Poter aderire al regime dei minimi significa dover rispettare una serie di requisiti.
Abbiamo affrontato in un precedente articolo cosa succede al contribuente minimo che supera la soglia dei 30.000 euro di incassi. Vedi “regime minimi superamento 30.000“. Affrontiamo ora il caso in cui si superi invece la soglia dei 45.000 euro.

Fuoriuscita dal regime dei minimi 45000

fuoriuscita-dal-regime-dei-minimi-45000In questo caso infatti le cose si complicano perché già nell’anno in corso si perde il diritto di restare nel regime agevolato e godere così di una tassazione agevolata.
E’ bene sottolineare come la soglia dei 45.000 euro deve essere ragguagliata all’anno. Questo vuol dire che per un contribuente che apre partita iva per esempio 08 agosto i limiti non saranno più 30.000 e 45.000 euro, bensì devono essere rapportati al periodo di effettiva apertura della partita iva. A nostro avviso si può utilizzare il metodo del calcolo in base ai giorni, poiché l’agenzia delle entrate nulla chiarisce in merito. Basterà quindi conteggiare il periodo dal giorno di apertura della partita iva al 31.12 e dividerlo per 365.

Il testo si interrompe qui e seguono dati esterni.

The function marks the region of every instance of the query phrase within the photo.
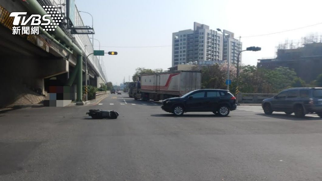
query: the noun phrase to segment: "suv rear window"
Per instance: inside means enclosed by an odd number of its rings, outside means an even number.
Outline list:
[[[308,90],[300,90],[300,97],[305,98],[308,97]]]
[[[322,98],[322,89],[314,89],[313,97],[317,98]]]
[[[295,98],[297,97],[297,90],[289,90],[289,94],[287,95],[287,98]]]
[[[220,96],[234,96],[231,93],[228,91],[220,91]]]

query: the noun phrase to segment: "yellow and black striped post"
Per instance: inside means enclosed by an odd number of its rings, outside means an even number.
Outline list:
[[[239,105],[239,103],[238,103],[238,96],[239,95],[239,89],[238,86],[236,87],[236,92],[235,95],[236,95],[236,104],[237,105]]]

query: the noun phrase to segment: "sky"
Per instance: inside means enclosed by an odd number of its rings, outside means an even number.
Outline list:
[[[252,37],[322,23],[322,1],[307,0],[75,0],[79,11],[92,14],[101,50],[117,52],[103,57],[108,81],[119,85],[129,80],[137,67],[164,70],[171,66],[172,33],[193,29],[194,22],[210,29],[227,30],[241,36],[242,63],[256,65],[257,60],[275,56],[275,47],[285,40],[297,42],[312,33],[319,35],[322,24],[290,31]],[[81,14],[91,24],[88,14]],[[94,41],[95,49],[98,43]],[[166,46],[149,48],[109,47]]]

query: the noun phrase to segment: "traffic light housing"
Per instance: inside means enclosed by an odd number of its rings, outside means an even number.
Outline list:
[[[116,55],[118,54],[117,52],[109,52],[108,53],[109,55]]]
[[[247,51],[253,51],[256,52],[259,51],[261,50],[261,48],[258,46],[250,46],[246,48],[246,50]]]

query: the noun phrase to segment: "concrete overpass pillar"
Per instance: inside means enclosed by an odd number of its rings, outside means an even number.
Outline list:
[[[83,70],[83,56],[81,55],[77,55],[77,63],[76,66],[77,67],[77,96],[76,101],[77,102],[82,102],[82,82]]]

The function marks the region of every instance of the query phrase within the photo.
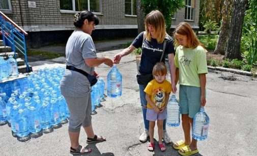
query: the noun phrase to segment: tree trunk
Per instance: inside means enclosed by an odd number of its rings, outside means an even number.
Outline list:
[[[136,0],[136,14],[137,15],[137,33],[139,34],[145,31],[143,7],[140,0]]]
[[[225,54],[226,45],[230,30],[230,22],[231,19],[232,1],[225,0],[222,10],[222,19],[218,42],[214,50],[215,54]]]
[[[240,42],[247,5],[247,0],[234,0],[231,28],[225,53],[225,58],[242,60]]]

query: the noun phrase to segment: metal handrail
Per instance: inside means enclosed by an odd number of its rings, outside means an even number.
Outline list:
[[[0,27],[3,40],[5,45],[11,46],[16,58],[16,51],[24,55],[26,71],[31,71],[27,62],[27,49],[25,35],[27,33],[0,11]]]
[[[3,12],[0,11],[0,14],[1,14],[4,18],[6,19],[6,20],[8,20],[12,24],[14,25],[17,29],[19,30],[22,33],[24,34],[24,35],[27,36],[27,33],[24,30],[23,30],[21,28],[20,28],[19,25],[18,25],[15,22],[14,22],[12,20],[10,19],[8,17],[7,17],[4,13],[3,13]]]

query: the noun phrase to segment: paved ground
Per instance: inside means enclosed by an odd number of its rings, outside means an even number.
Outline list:
[[[98,55],[112,58],[120,51],[101,53]],[[93,116],[95,133],[106,136],[107,141],[88,145],[86,136],[81,131],[80,143],[93,149],[93,152],[88,155],[179,155],[171,147],[172,143],[167,145],[164,152],[158,148],[151,152],[147,150],[147,143],[141,143],[138,140],[144,125],[134,58],[132,55],[124,57],[118,65],[123,75],[122,96],[117,98],[107,97],[106,101],[102,102],[103,107],[96,110],[98,113]],[[59,58],[57,61],[62,62],[64,59]],[[50,64],[53,63],[55,63],[41,61],[30,64],[50,66]],[[35,67],[34,70],[40,67]],[[96,71],[105,79],[109,70],[105,65],[96,68]],[[195,155],[256,155],[256,79],[209,71],[206,107],[210,118],[209,137],[199,142],[200,153]],[[7,125],[0,126],[0,155],[69,155],[67,128],[68,124],[65,124],[52,133],[22,143],[12,137]],[[181,126],[167,129],[173,141],[183,138]],[[156,134],[155,138],[158,140]]]

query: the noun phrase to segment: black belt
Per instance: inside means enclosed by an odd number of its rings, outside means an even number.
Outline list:
[[[88,77],[88,76],[89,75],[89,74],[87,72],[85,72],[83,70],[82,70],[81,69],[76,68],[75,67],[74,67],[74,66],[66,66],[66,69],[76,71],[77,72],[79,72],[81,74],[83,74],[86,77]]]

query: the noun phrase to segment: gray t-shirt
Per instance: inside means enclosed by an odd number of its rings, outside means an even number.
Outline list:
[[[75,31],[66,44],[66,65],[73,66],[93,74],[94,67],[90,67],[84,59],[97,58],[96,48],[91,36],[80,30]],[[66,69],[61,81],[61,91],[65,97],[89,97],[90,84],[84,75]]]
[[[91,36],[80,30],[75,30],[68,40],[66,48],[66,65],[73,66],[92,74],[94,67],[90,67],[84,59],[95,58],[96,50]]]

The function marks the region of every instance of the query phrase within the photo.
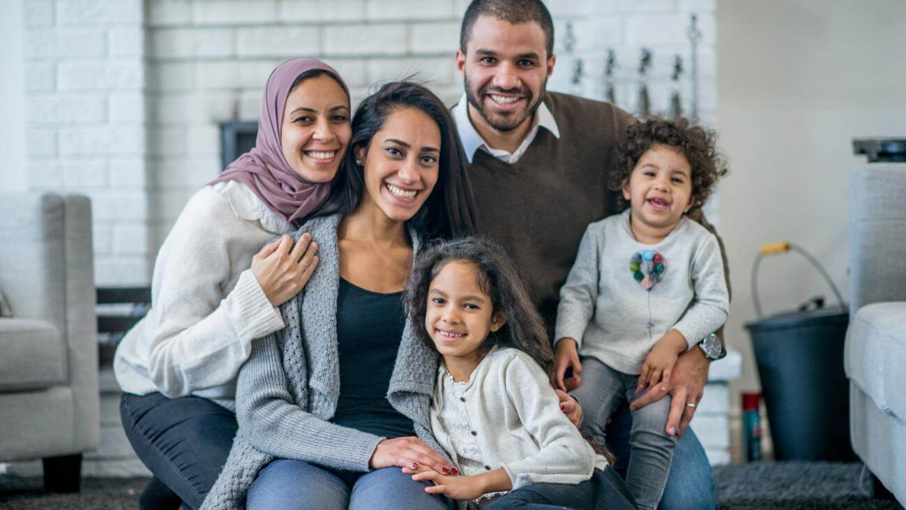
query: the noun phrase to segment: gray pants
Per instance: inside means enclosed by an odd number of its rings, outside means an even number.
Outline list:
[[[635,394],[637,375],[615,370],[593,358],[583,358],[582,367],[582,386],[573,391],[585,415],[582,429],[606,445],[604,429],[611,415],[644,393]],[[670,411],[670,395],[632,411],[626,485],[639,508],[657,508],[664,494],[677,441],[665,430]]]

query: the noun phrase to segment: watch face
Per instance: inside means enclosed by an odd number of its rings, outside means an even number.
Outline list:
[[[705,351],[705,354],[708,358],[716,359],[720,356],[720,339],[718,335],[711,333],[705,337],[705,340],[701,341],[701,350]]]

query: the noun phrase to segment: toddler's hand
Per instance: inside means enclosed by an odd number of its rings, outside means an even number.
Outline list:
[[[579,351],[576,342],[572,338],[564,338],[557,342],[557,351],[554,354],[554,387],[564,391],[572,391],[582,386],[582,362],[579,361]],[[566,369],[573,369],[573,377],[564,379]]]
[[[680,353],[686,351],[687,346],[686,339],[676,330],[670,330],[660,337],[645,358],[635,392],[639,393],[646,388],[670,381],[673,365],[676,364]]]

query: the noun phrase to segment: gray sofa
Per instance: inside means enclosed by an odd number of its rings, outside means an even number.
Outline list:
[[[0,194],[0,462],[43,458],[48,490],[78,490],[98,446],[91,202]]]
[[[906,505],[906,164],[872,164],[851,182],[853,448]]]

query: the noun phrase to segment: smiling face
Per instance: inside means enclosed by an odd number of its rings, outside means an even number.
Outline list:
[[[467,53],[457,50],[457,67],[469,104],[487,127],[509,131],[531,121],[554,72],[555,58],[545,46],[537,23],[512,24],[489,15],[475,21]]]
[[[302,178],[313,183],[333,179],[352,136],[349,98],[335,80],[319,74],[290,91],[280,144],[286,162]]]
[[[450,358],[477,364],[479,348],[488,332],[498,331],[505,322],[503,314],[495,313],[491,296],[482,290],[472,263],[451,260],[431,279],[425,330],[448,365]]]
[[[692,168],[680,150],[652,146],[623,183],[632,222],[655,229],[672,229],[692,207]]]
[[[415,108],[390,112],[374,133],[368,149],[359,150],[365,190],[359,207],[377,207],[388,218],[415,216],[438,182],[440,128]]]

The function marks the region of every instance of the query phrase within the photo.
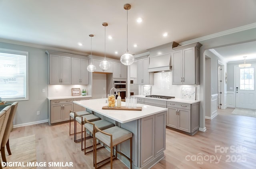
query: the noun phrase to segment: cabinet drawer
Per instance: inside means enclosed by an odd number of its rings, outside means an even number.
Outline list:
[[[178,103],[177,102],[167,102],[167,106],[176,107],[180,108],[190,109],[190,104]]]
[[[91,97],[86,97],[85,98],[74,98],[74,101],[84,100],[89,100],[92,99]]]
[[[161,106],[164,106],[164,107],[166,107],[166,101],[164,100],[155,100],[152,99],[145,98],[144,99],[144,102],[149,103],[147,104],[150,105],[150,104],[152,104],[152,105],[159,104]]]
[[[70,98],[68,99],[54,100],[51,100],[51,104],[62,104],[71,102],[73,102],[72,98]]]
[[[140,98],[139,97],[137,98],[137,102],[144,102],[144,98]]]

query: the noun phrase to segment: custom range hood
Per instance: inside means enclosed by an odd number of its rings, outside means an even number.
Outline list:
[[[148,49],[150,51],[148,72],[158,72],[170,71],[172,70],[171,53],[173,47],[179,45],[172,42],[157,47]],[[164,53],[157,55],[158,53]],[[150,57],[150,55],[153,56]]]

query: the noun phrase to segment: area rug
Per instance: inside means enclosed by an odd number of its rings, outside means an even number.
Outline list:
[[[7,162],[11,163],[9,163],[8,166],[3,167],[3,169],[36,169],[36,167],[30,167],[27,165],[28,163],[34,163],[36,161],[35,135],[10,139],[9,143],[12,155],[9,155],[6,147],[5,155]],[[3,162],[2,157],[1,162]],[[10,166],[10,164],[12,166]]]
[[[233,114],[256,117],[256,110],[236,108],[231,113]]]

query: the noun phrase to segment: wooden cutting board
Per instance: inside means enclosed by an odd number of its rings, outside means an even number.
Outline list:
[[[105,110],[134,110],[134,111],[141,111],[142,110],[142,107],[137,107],[136,108],[128,108],[124,106],[121,107],[113,107],[112,108],[108,107],[107,106],[102,107],[102,109]]]

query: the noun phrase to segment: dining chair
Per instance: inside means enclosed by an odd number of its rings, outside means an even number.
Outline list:
[[[1,154],[2,154],[2,158],[3,159],[3,161],[6,163],[7,162],[7,161],[5,156],[4,147],[6,145],[8,154],[9,154],[9,155],[11,155],[12,153],[11,152],[11,150],[10,149],[10,145],[9,145],[9,137],[10,137],[10,134],[12,130],[11,127],[12,126],[13,119],[14,118],[14,115],[16,112],[18,104],[18,102],[16,102],[12,103],[11,105],[10,112],[9,117],[8,118],[8,120],[7,121],[3,140],[1,144]]]
[[[10,112],[11,111],[11,106],[8,106],[0,112],[0,143],[2,143],[5,131],[7,121]],[[2,163],[0,161],[0,169],[2,169]]]

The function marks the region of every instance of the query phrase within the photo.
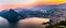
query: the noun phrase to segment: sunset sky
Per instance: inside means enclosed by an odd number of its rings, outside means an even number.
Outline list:
[[[0,0],[0,10],[28,8],[35,4],[61,4],[64,2],[66,2],[66,0]]]

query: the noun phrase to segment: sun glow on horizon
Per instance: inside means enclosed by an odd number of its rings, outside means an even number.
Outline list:
[[[61,4],[66,0],[0,0],[0,9],[28,8],[35,4]]]

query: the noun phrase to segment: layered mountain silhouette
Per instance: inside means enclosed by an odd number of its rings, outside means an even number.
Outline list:
[[[0,13],[0,16],[7,18],[10,23],[16,23],[19,20],[19,17],[22,17],[22,15],[18,14],[14,10],[4,10]]]

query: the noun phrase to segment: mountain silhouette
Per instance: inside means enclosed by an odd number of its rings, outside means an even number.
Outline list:
[[[19,20],[19,16],[21,17],[20,14],[18,14],[14,10],[10,9],[8,11],[1,12],[2,17],[7,18],[10,23],[16,23]]]

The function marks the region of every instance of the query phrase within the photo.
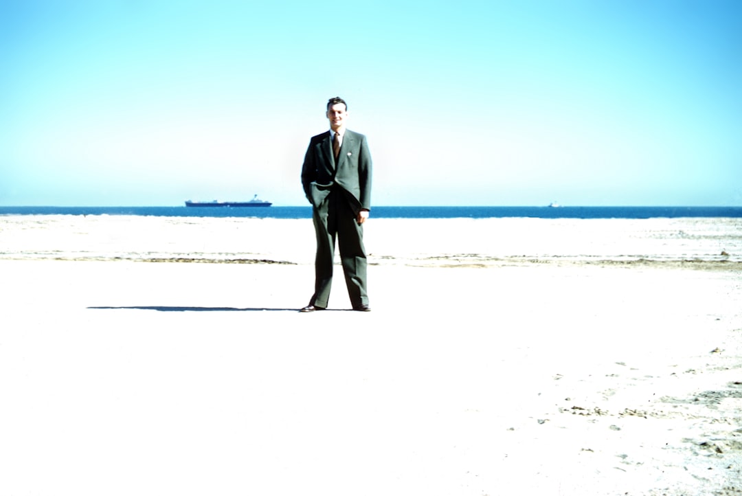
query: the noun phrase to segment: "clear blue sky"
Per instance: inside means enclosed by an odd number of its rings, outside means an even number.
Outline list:
[[[738,0],[1,0],[0,205],[308,205],[324,105],[377,205],[742,205]]]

Cosa succede al superamento di questa soglia?

Come detto il contribuente perde da subito il diritto a rimanere nel regime dei minimi. E’ tenuto al versamento dell’iva anche sulle vendite effettuate in precedenza, mediante il sistema dello scorporo.
Ovviamente avrà diritto a detrarre l’iva sugli acquisti.
Inoltre dovrà istituire i registri iva, liquidare l’iva e presentare la relativa dichiarazione.